1995年から全世界的に民間企業や一般家庭へのインターネットの普及が始まった。1990年代後半は、一般家庭においてはダイヤルアップ接続を介したインターネットの利用が主流であった。アナログの音声信号を伝達する電話回線を転用した56kbps程度の帯域の回線が主流であり、従量制で課金され、サーバからのデータ取得においても長時間待つ必要があった。企業や団体のWebサイト閲覧や電子掲示板の利用や電子メール送受信が主たる利用方法であり、不特定多数の個人間では電子掲示板やネットニュースやチャットのような簡易的なメッセージ共有のみが行われていた。従って、典型的な巨大知の恩恵とも言えるWikiの長時間の編集には高額な接続料金が掛かり、今日の芸術的な文化の急速な発展を支えている動画や音声と言ったマルチメディアコンテンツは流通させること自体が難しい状態にあったと言える。

2000年代: 巨大知成立

2000年から2004年までの間に高速回線によるインターネットへの常時接続サービスが一般家庭にも広く普及した。2004年には個人が世界中に向けて情報発信を行う事が可能になった事を受けて、Web2.0という概念も提唱された。2005年から2006年に掛けてYouTubeを筆頭とする動画配信サイトやTwitterfacebook等の大手SNSもサービスを開始した。これにより、2006年以降はインターネット上で非常に活発なコミュニケーションが行われるようになった。従って、遅くとも2006年にはインターネット上で巨大知が成立する条件が揃ったと考えられる。2006年以降は、都市や国家単位で得られる情報の統合処理では不可能であったような非常に高度な水準の知識が入手可能になっている。

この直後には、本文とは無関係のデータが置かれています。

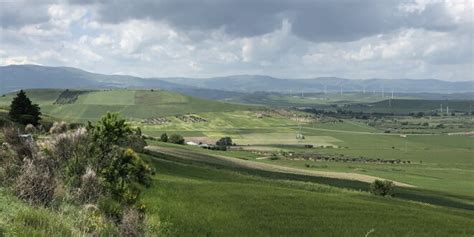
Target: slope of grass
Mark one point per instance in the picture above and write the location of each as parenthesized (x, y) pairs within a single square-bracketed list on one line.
[(133, 104), (20, 219), (194, 200)]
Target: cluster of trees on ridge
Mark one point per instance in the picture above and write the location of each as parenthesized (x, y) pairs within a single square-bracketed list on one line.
[(97, 166)]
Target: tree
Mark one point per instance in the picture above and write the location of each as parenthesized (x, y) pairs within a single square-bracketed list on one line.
[(176, 139), (381, 188), (225, 141), (164, 137), (23, 111)]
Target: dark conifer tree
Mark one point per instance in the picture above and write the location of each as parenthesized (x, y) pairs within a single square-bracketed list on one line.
[(23, 111)]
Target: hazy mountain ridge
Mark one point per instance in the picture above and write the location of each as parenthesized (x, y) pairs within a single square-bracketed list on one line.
[(14, 77)]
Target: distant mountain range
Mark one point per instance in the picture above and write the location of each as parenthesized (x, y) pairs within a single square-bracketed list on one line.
[(15, 77)]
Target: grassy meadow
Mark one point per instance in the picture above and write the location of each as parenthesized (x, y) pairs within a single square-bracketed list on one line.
[(195, 198)]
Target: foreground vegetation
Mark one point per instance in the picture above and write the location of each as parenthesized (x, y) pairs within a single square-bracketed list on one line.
[(198, 200), (189, 196)]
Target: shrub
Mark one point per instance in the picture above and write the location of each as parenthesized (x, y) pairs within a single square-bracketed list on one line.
[(23, 111), (176, 139), (381, 187), (30, 128), (65, 146), (135, 142), (131, 223), (164, 137), (225, 141), (111, 208), (58, 127), (36, 183), (24, 148), (90, 189)]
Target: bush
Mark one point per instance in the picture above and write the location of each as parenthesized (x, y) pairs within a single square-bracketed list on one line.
[(111, 208), (90, 189), (60, 127), (23, 111), (225, 141), (164, 137), (66, 146), (30, 128), (176, 139), (24, 148), (36, 183), (132, 223), (381, 188), (135, 142)]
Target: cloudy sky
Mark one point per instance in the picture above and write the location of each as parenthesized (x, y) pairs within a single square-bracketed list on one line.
[(288, 38)]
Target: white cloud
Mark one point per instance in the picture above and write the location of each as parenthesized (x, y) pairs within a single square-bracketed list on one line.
[(75, 36)]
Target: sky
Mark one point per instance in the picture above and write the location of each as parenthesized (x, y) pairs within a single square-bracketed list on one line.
[(355, 39)]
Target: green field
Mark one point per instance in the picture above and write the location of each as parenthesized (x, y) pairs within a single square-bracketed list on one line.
[(133, 104), (194, 198)]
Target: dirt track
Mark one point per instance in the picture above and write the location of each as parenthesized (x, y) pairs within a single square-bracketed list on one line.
[(238, 163)]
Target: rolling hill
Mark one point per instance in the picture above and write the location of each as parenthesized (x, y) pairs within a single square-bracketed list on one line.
[(85, 105), (14, 77)]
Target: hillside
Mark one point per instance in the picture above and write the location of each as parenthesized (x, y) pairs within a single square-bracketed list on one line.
[(133, 104), (16, 77), (406, 106), (197, 200)]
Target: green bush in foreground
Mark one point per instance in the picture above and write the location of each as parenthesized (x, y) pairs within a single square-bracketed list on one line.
[(176, 139), (381, 188)]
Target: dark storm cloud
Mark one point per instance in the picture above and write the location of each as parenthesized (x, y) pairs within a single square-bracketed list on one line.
[(14, 14), (319, 20)]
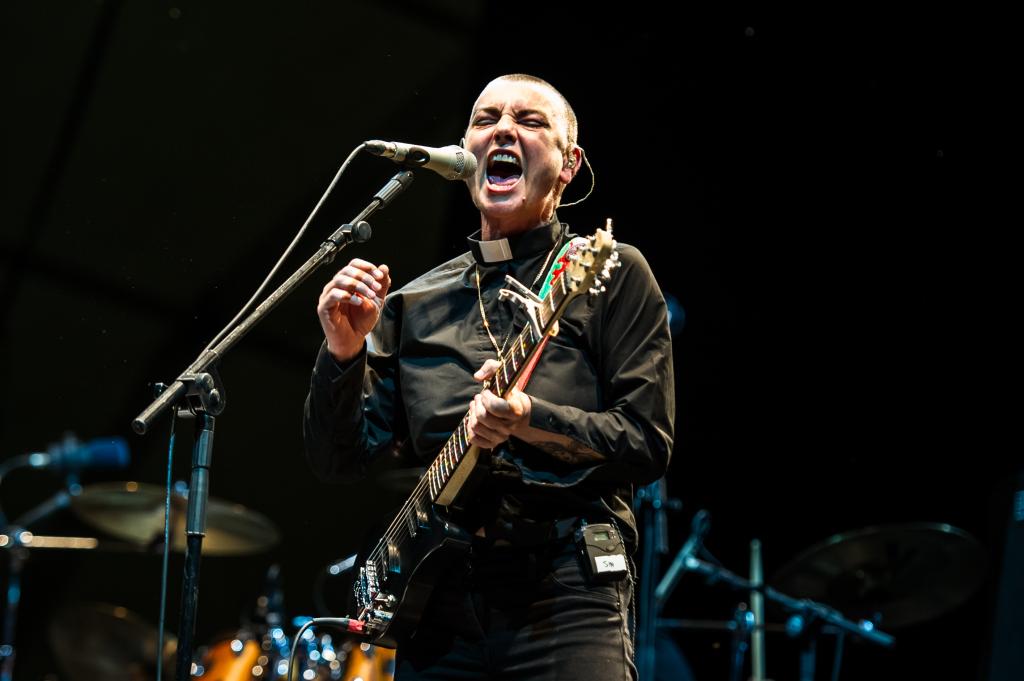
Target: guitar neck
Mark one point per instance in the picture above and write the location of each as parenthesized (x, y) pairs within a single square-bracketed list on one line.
[(508, 374)]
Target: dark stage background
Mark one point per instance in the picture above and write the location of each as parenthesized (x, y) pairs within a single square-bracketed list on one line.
[(813, 189)]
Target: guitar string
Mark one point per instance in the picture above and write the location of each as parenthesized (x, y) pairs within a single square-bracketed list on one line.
[(545, 317), (397, 525)]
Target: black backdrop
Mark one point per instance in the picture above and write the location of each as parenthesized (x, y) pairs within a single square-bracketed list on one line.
[(813, 188)]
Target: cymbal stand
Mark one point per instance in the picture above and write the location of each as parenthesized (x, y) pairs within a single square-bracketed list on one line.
[(17, 542), (651, 505), (808, 619)]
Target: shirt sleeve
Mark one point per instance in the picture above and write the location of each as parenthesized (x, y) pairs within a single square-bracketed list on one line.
[(352, 411), (633, 435)]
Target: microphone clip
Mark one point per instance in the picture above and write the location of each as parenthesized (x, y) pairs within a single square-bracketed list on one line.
[(205, 392)]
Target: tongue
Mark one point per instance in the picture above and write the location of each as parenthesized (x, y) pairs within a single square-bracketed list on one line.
[(503, 179)]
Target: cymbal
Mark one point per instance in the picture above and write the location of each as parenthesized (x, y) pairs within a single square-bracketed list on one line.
[(906, 573), (134, 512), (93, 641)]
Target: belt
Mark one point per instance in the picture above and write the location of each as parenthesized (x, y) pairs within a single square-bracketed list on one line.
[(525, 534)]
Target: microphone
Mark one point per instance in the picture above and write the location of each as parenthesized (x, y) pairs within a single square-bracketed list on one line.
[(450, 162), (73, 456)]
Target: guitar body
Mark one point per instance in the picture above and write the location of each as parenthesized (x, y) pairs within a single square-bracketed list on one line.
[(429, 555), (395, 580)]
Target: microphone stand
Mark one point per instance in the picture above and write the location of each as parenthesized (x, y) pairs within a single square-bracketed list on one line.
[(200, 390)]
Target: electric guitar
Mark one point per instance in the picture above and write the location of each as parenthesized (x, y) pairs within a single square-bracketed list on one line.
[(394, 582)]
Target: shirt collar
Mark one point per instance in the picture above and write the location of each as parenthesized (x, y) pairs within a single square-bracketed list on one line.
[(538, 240)]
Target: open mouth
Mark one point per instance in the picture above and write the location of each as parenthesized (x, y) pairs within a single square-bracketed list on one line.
[(504, 169)]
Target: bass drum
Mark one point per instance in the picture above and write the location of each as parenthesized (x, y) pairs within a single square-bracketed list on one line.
[(369, 663), (233, 658)]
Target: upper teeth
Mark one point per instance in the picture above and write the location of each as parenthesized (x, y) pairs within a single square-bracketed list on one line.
[(507, 158)]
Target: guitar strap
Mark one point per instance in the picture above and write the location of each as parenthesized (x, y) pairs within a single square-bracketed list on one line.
[(557, 267)]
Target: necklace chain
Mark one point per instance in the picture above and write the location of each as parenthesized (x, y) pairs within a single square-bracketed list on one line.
[(483, 314)]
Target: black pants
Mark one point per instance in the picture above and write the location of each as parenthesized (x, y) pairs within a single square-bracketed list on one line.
[(522, 614)]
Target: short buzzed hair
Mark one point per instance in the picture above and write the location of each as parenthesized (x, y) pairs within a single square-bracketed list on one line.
[(572, 128)]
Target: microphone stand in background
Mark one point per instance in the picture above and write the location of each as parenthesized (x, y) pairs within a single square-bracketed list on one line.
[(200, 391)]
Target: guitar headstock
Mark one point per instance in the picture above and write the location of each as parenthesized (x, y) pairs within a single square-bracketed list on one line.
[(590, 267)]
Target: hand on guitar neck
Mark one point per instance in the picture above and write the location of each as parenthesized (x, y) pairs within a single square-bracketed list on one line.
[(493, 420), (349, 305)]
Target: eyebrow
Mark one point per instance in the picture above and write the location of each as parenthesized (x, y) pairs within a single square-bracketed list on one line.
[(524, 112)]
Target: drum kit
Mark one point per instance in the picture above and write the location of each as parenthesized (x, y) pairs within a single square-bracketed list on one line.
[(890, 576), (98, 641), (854, 585)]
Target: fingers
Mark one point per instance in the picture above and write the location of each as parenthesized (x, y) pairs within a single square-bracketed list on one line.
[(494, 420), (488, 369)]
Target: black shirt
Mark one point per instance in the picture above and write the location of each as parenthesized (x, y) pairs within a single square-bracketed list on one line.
[(605, 381)]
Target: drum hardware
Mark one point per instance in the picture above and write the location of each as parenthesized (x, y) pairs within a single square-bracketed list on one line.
[(94, 641), (807, 619), (199, 391), (897, 575), (134, 512), (67, 457)]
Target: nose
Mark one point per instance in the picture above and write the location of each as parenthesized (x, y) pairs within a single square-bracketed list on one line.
[(505, 130)]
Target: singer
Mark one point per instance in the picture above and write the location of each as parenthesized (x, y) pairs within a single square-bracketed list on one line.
[(595, 421)]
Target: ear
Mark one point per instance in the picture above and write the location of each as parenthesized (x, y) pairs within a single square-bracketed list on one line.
[(570, 166)]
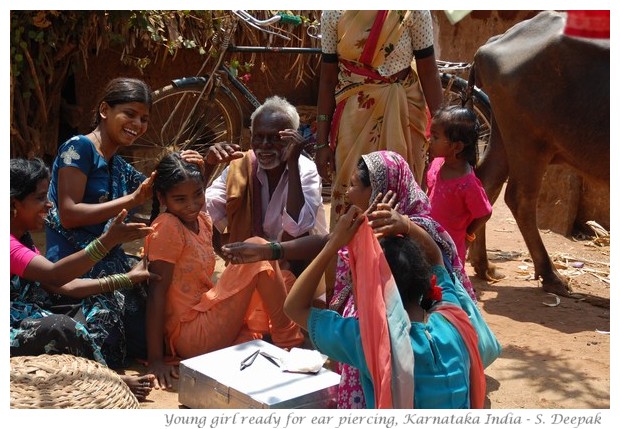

例えば、Wikiの登場により、広範な分野の知識が共有されるようになった。また、インターネットを介して膨大な数の人間がソフトウェア開発に参加することが可能になり、従来から存在する商用製品を置き換え可能なほどに高性能なソフトウェアが無償で提供されるようになった。さらに、音楽や映画と言った芸術においても、国籍や分野を問わず他者の作品に影響を受けて新たな創作が行われる創作の連鎖が毎日のように起こり、次々と新しいアイデアが生まれ、流行の激しい変化が起きるようになった。

2010年代以降: 巨大知の発展

2010年以降は、急激に向上した計算機の性能を活かし、インターネット上に蓄積されたビッグデータの解析により様々な知識の抽出を行うことが一般化した。その知識を利用して、学術研究やビジネスを行うことが可能になった。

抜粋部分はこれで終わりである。